Dall’analisi del LSCI (Liner Shipping Connectivity Index) dell’Unctad, indice che misura la competitività portuale e logistica di 157 paesi, emerge come la terra delle piramidi sia passato da un punteggio di 61,5 a 70,3 nei soli ultimi tre anni occupando il 18° a livello mondiale (l’Italia galleggia senza grandi scossoni attorno alla ventesima posizione), 3° tra i paesi Mena e 2° tra i paesi del Sud Mediterraneo.

Balzo importante che conferma l’importanza della dotazione infrastrutturale e la capacità di sfruttare strumenti per l’attrazione di investimenti come le ZES. È su questo punto che si è concentrata l’analisi di Adriano Giannola, presidente Svimez, che evidenzia la necessità di una visione “sistemica”. “Vanno inserite in una strategia unitaria italiana sul Mediterraneo. Serve una cabina di regia per evitare che le varie zone speciali (ZES e ZLS, ndr) entrino in concorrenza tra di loro e possano assolvere al meglio al ruolo di aree laboratorio per la semplificazione amministrativa e di applicazione di politiche di sostenibilità”.
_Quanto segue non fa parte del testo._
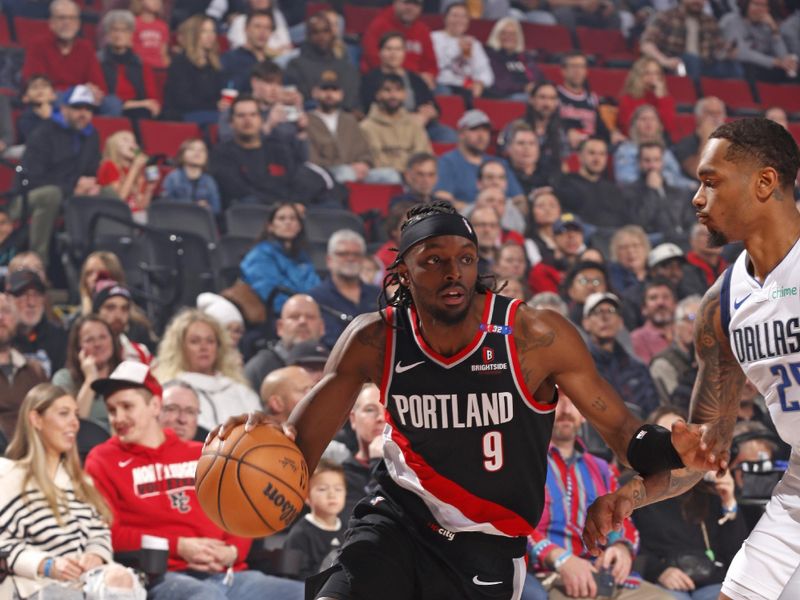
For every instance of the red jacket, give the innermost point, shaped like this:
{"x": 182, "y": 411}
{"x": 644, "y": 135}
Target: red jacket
{"x": 64, "y": 70}
{"x": 151, "y": 491}
{"x": 420, "y": 56}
Massimo Deandreis, direttore generale di SRM, e Graziano Delrio, ex ministro delle Infrastrutture e Trasporti, hanno ribadito l’importanza di una visione unitaria degli interessi del paese che con può prescindere “dalla sua vocazione di ponte tra Europa del Nord e Mediterraneo” (Deandreis) e “dal completamento di quel piano infrastrutturale da 150 miliardi già messo in cantiere e necessario come precondizione per lo sviluppo economico”.

L’avanzare della Cina nel settore portuale mediterraneo sta mettendo in crisi il sistema del Norther Range e le scelte europee così come sono state impostate fino ad ora,” conclude il sottosegretario allo Sviluppo Economico, Michele Geraci.Con oltre 400 miliardi di investimenti cinesi in Africa bisogna interrogarci sul nostro ruolo e puntare a sviluppare attività di cooperazione per le nostre aziende per le necessità infrastrutturali di quell’area”. Giudizio positivo sulle anche ZES “ma a patto che non siano iniziative isolate”. “In Cina dove hanno funzionato al meglio sono state favorite dalla presenza di collegamenti efficienti e di una politica amministrativa favorevole”.